Iraq War 10th Anniversary: How Did The Media Respond?

Owen Poindexter
Some have called the media's compliance with the Bush Administration its darkest hour. Did they learn their lesson? We can tell from how the media reacted to the Iraq War's 10th anniversary.

The Christian Science Monitor asked a question many Americans were wondering on the Iraq War's tenth anniversary.
The media's droning repetition of Bush-Cheney talking points in the lead up to the Iraq War, and the severely unbalanced coverage tilted toward guests and stories that showed the war in a positive light is considered by many to be one of the darkest hours in American media, especially in the last few decades.
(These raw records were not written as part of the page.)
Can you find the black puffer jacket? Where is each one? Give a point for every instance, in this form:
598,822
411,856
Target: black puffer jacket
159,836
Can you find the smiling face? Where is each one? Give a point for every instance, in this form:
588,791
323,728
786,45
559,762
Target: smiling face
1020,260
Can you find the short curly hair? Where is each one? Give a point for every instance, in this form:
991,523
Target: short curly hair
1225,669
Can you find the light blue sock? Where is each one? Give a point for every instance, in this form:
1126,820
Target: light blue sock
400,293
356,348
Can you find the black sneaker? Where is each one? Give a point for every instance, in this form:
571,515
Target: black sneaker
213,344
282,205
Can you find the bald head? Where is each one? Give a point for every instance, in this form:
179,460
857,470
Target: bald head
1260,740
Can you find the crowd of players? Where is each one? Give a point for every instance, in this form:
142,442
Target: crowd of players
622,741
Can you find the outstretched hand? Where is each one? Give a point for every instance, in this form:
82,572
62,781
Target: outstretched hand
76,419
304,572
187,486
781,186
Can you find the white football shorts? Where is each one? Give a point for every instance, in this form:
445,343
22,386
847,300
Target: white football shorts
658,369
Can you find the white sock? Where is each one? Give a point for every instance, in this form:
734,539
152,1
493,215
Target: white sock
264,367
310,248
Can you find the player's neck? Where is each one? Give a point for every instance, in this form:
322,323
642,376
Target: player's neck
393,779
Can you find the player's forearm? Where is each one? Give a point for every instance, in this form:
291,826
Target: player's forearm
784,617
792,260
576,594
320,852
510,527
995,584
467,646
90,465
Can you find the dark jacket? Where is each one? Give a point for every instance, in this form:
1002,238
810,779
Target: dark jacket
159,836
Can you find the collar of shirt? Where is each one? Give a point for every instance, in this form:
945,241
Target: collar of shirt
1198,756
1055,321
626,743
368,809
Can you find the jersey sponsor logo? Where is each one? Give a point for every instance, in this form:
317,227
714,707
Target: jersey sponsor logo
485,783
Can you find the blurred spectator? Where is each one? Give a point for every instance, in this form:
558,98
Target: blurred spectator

With the tenth anniversary of the start of the Iraq War this week, we took a look at how the media covered the event. The result: total 180. Or, almost total. 175, perhaps. After all, Fox News still exists. Fox ran pro-war opinion pieces by an Iraq veteran and unrepentant neo-con Paul Wolfowitz, and released a poll saying that Americans feel safer post-Iraq War.
As for the rest of the media...
USA Today: 10 Years Later, Many See Iraq War As Costly Mistake
CBS News: Iraq War: Was It Worth It?
Reuters Op-Ed: The Iraq War's Most Damaging Legacy
The Economist: Decade of Regret
The Week: The Cost of Iraq War: 190,000 Lives, $2.2 Trillion
Al Jazeera: Have Lessons Been Learned From the Iraq War
New York Times: Iraq War's Tenth Anniversary Is Barely Noted In Washington
The Wall St. Journal: Lessons From Iraq War: Army Leaders Meet On 10th Anniversary
Some columnists took the occasion to call out the media for its role in sending us to war:
LA Times Op-Ed: Iraq War 1th Anniversary: A dark mark for news media
U.S. News: 6 Predictions Days Before The Iraq War
The Atlantic Wire: How To Write An Iraq War Apologia

It's clear enough that we have a different media than we did ten years ago. It's more diffuse, but also more critical. Before we invaded Iraq, the Bush Administration launched a successful war on dissenters who questioned the wisdom of what we were doing. While it's harder for Washington to learn its lesson (defense lobbyists still exist, sadly), the media seems to have gotten better. That's a good thing, because a good democracy requires a good media, and we saw how a lapse in one quickly causes a lapse in both.